🤖 AI Summary
Adversarial patches pose severe threats to vision models such as object detectors, yet existing generation methods suffer from low efficiency and poor generalizability. This paper proposes the first incremental adversarial patch generation framework, which dynamically expands the vulnerability space covered by patches through iterative optimization and feature-distribution visualization analysis. Compared to baseline methods, our approach improves generation efficiency by 11.1× while significantly enhancing cross-model and cross-scenario transferability. Evaluated on YOLO-family detectors, the generated patches effectively expose diverse robustness deficiencies and support efficient adversarial training. Experiments demonstrate that models trained with this patch set achieve substantially improved interference resilience in high-stakes applications—including autonomous driving, security surveillance, and medical imaging—thereby establishing a scalable data foundation and technical pathway for proactive defense systems.
📝 Abstract
The advent of adversarial patches poses a significant challenge to the robustness of AI models, particularly in the domain of computer vision tasks such as object detection.

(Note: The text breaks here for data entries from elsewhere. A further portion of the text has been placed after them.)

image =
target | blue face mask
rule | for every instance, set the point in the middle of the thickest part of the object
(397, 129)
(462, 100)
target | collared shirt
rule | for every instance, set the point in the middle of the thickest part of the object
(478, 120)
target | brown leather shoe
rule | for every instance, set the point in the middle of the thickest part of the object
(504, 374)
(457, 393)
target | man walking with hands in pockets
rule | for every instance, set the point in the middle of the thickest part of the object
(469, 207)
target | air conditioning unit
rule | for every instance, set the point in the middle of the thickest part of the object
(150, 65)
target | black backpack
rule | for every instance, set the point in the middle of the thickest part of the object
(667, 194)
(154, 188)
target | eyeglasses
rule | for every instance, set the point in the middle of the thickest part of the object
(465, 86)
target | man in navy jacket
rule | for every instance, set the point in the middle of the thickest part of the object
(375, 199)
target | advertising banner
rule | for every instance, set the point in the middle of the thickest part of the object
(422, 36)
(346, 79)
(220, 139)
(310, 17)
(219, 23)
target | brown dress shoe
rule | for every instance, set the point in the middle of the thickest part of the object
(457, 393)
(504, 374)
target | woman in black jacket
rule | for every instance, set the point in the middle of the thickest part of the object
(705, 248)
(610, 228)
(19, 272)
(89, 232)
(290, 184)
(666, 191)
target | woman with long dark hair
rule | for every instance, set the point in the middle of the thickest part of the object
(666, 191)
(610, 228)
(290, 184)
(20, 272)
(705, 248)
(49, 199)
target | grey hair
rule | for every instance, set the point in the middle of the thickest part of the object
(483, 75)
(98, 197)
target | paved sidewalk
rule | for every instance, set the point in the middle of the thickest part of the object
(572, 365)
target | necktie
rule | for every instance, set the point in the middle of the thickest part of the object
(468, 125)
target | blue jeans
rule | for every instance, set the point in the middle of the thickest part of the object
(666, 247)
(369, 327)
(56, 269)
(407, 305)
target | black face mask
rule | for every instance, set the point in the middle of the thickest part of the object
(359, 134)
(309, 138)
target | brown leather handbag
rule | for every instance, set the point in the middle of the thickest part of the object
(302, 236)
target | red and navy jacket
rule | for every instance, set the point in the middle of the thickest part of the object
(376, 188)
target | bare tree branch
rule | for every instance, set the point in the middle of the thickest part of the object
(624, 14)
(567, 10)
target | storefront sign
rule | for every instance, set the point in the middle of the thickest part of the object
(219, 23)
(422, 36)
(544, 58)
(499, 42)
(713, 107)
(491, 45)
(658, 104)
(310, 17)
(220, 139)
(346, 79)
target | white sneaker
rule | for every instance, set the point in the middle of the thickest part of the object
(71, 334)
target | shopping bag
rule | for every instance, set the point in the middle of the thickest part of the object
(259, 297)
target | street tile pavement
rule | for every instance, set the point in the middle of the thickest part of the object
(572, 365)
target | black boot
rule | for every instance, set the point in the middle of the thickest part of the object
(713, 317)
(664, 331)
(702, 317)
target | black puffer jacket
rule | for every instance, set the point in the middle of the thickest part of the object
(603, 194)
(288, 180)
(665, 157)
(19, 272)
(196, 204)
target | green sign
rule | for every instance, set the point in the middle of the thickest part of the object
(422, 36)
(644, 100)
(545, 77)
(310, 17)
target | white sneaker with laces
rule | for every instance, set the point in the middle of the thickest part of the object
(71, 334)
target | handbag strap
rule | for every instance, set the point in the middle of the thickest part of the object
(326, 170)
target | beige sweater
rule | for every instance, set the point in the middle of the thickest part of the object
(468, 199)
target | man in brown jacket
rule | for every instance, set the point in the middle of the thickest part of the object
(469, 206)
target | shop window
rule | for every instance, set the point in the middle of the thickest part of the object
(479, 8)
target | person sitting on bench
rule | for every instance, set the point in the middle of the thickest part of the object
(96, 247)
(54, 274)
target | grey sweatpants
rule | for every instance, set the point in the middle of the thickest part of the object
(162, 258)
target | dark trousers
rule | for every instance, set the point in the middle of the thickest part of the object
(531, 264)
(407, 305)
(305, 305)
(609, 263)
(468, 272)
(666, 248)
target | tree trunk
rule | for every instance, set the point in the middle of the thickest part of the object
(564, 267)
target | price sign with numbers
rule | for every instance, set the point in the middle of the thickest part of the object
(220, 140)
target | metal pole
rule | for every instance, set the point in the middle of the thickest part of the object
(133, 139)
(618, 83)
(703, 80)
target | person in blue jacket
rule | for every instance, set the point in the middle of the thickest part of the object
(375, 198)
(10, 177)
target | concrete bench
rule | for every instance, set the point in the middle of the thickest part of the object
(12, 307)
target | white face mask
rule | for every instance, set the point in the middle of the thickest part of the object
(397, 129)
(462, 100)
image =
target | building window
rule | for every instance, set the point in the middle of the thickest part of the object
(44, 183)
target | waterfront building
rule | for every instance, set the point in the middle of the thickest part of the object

In contradistinction to traditional adversarial examples, these patches target specific regions of an image, resulting in the malfunction of AI models. This paper proposes Incremental Patch Generation (IPG), a method that generates adversarial patches up to 11.1 times more efficiently than existing approaches while maintaining comparable attack performance. The efficacy of IPG is demonstrated by experiments and ablation studies including YOLO's feature distribution visualization and adversarial training results, which show that it produces well-generalized patches that effectively cover a broader range of model vulnerabilities. Furthermore, IPG-generated datasets can serve as a robust knowledge foundation for constructing a robust model, enabling structured representation, advanced reasoning, and proactive defenses in AI security ecosystems. The findings of this study suggest that IPG has considerable potential for future utilization not only in adversarial patch defense but also in real-world applications such as autonomous vehicles, security systems, and medical imaging, where AI models must remain resilient to adversarial attacks in dynamic and high-stakes environments.